Over the last two years, artificial intelligence (AI) has evolved from a promising technology trend to a corporate survival strategy. CEOs mention AI on nearly every earnings call. Boards demand “AI transformation plans.” Venture capital pours into anything with “AI” in the pitch deck. Yet beneath the headlines and optimism for true disruption lies a growing disconnect: much of today’s enterprise AI investment activity is not being driven by measurable return on investment (ROI), but by fear, uncertainty, and doubt (FUD). More specifically, companies are afraid of being left behind – the classic Fear of Missing Out (FOMO).
Recent evidence increasingly supports this view. An IBM study1 found that CEOs expect AI investments to more than double over the next two years, even while many acknowledge serious operational hurdles and fragmented technology adoption. Notably, 50% of CEOs surveyed admitted that rapid AI investment has already created disconnected systems across their organizations. Historically, technology investments were expected to rapidly improve operational efficiency, reduce costs, and/or create new revenue streams. Many organizations appear to beinvesting first and asking business questions later (or not at all).
Why? Because nobody wants to be the company that “missed AI,” and corporate leaders fear being perceived as technologically obsolete.
This fear-driven behavior is especially visible in venture capital and public markets.
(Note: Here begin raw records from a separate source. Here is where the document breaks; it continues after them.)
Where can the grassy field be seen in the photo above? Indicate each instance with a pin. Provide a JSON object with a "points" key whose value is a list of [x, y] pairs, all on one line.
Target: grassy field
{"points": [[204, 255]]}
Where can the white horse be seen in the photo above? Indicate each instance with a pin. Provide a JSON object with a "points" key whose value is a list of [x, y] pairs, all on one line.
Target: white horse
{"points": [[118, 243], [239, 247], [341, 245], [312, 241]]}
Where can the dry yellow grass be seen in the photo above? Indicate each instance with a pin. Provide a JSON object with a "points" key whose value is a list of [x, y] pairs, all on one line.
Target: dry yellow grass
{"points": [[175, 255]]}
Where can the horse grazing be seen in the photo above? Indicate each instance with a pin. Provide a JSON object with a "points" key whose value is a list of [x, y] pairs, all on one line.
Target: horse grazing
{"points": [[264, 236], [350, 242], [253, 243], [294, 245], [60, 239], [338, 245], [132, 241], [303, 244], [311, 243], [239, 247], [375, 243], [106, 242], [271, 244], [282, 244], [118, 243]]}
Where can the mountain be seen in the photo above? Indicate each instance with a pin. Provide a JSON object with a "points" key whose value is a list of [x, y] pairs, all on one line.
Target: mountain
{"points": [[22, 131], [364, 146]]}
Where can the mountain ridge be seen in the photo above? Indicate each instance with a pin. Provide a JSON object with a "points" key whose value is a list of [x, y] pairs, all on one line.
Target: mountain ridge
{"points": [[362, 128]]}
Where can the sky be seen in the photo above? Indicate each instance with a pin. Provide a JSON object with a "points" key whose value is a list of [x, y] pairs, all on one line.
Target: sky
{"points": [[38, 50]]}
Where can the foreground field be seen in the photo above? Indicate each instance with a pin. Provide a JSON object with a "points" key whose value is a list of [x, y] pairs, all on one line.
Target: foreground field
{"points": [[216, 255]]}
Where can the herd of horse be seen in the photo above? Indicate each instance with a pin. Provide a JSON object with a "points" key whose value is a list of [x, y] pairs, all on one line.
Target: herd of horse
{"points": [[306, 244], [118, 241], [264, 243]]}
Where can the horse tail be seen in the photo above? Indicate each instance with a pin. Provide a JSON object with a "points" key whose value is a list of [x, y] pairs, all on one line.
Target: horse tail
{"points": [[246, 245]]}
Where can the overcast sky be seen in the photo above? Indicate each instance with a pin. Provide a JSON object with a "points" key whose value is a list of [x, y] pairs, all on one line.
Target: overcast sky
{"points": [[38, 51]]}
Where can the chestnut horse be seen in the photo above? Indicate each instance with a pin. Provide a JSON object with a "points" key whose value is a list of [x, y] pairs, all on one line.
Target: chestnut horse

According to PitchBook2, AI startups captured nearly 58% of all global venture dollars in early 2025. Investors themselves openly described the environment as a “fear of somebody else winning your market.” That’s not disciplined investing; it is reactive urgency and speculation.
The same psychology is influencing enterprises. Companies feel pressure from investors, analysts, customers, and competitors to demonstrate that they have a credible AI roadmap. But in many cases, these roadmaps lack operational maturity, measurable outcomes, or integration with the broader business strategy. The outcome? Organizations are launching pilots, proofs-of-concept, and internal AI tools without clear economic justification.
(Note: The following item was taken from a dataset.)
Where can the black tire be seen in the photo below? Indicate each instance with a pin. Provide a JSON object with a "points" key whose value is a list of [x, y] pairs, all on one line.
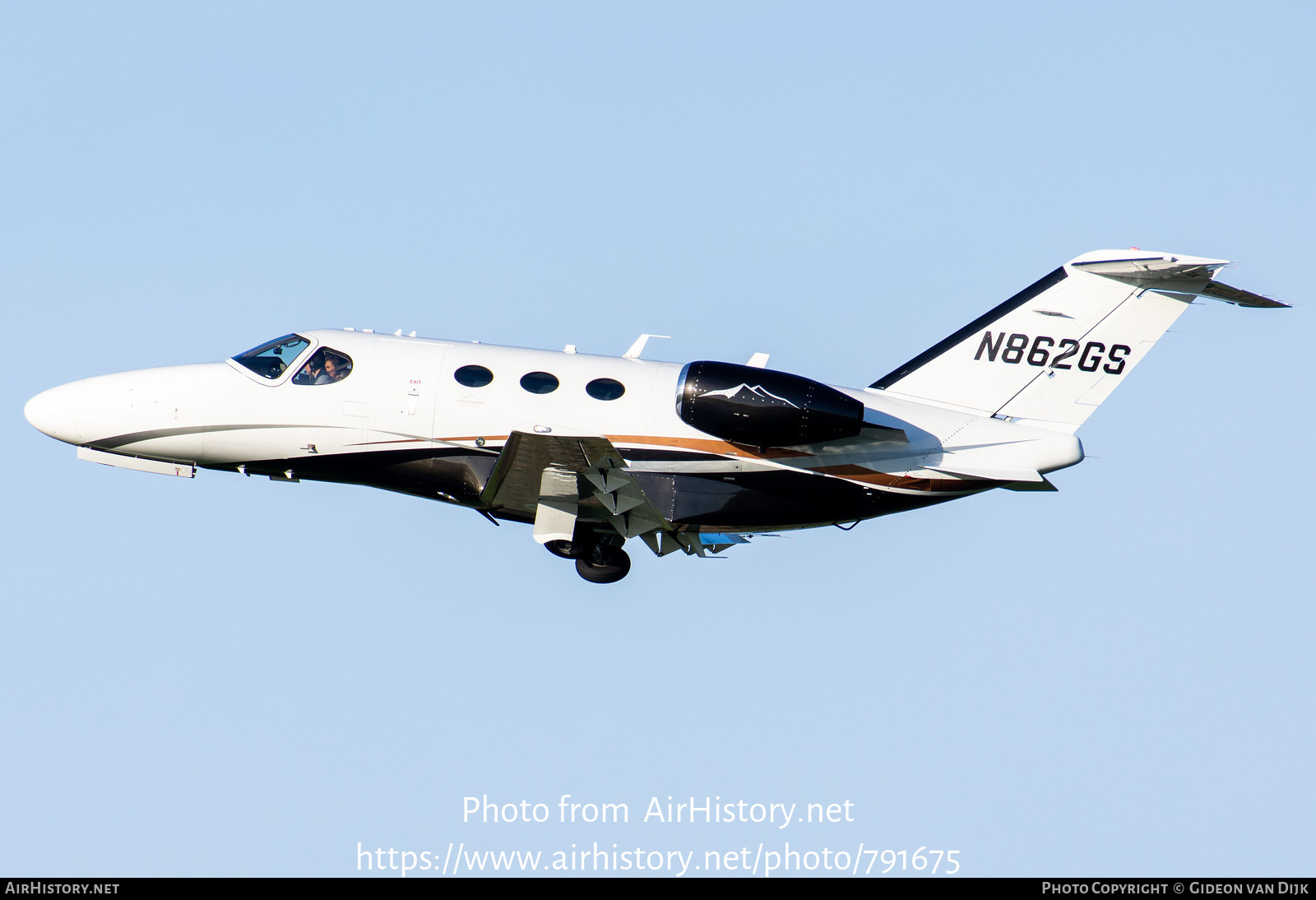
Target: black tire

The consequences are becoming visible.
A recent report on AI cost management3 found that 80% of enterprises miss their AI infrastructure forecasts by more than 25%, while 84% report meaningful erosion of gross margins due to AI workloads. In other words, companies do not fully understand what they are spending, nor whether the spending is producing business value.
Meanwhile, many AI projects never progress beyond experimentation. TechRadar recently reported4 that 74% of companies have already rolled back or shut down at least one AI customer service initiative because of governance and operational failures. This mirrors what many enterprise technologists quietly admit behind closed doors: AI demos are easy; enterprise-grade deployment is hard.
Even among organizations aggressively promoting AI adoption, there are signs of skepticism. Goldman Sachs analysts recently warned5 that portions of current AI spending appear “unprecedented and unsustainable,” particularly where infrastructure investments are not producing corresponding earnings growth.
So what to do?
The deeper problem is that most organizations still lack the foundational ingredients necessary for AI success: clean data, operational discipline, governance, and clear business alignment. Every single project that OIC Advisors has undertaken for clients has resulted in some aspectof process improvement and operational maturity. Without focus in these areas, AI projects are doomed to fail. Recent reporting6 supports that enterprise AI struggles are often really data management failures disguised as AI initiatives. Without trustworthy data and repeatable workflows, AI systems become expensive experiments rather than scalable business assets.
None of this means AI lacks transformative potential - quite the opposite. AI will almost certainly reshape industries over the next decade. But transformative technologies still obey economic reality. Eventually, companies must demonstrate measurable productivity gains, revenue growth, or margin improvement. And letting AI agents loose on bad data and inefficient processes will rapidly transform small cracks into broken businesses. The better approach is to invest in the foundation – update inefficient processes, start to pay off tech debt, and align roles and responsibilities, while ensuring that your underlying data sets are clean and updated. Taking the time to do it right will save time AND money in the mid- to long-term, and allow AI pilots to quickly transition into production AI deployments.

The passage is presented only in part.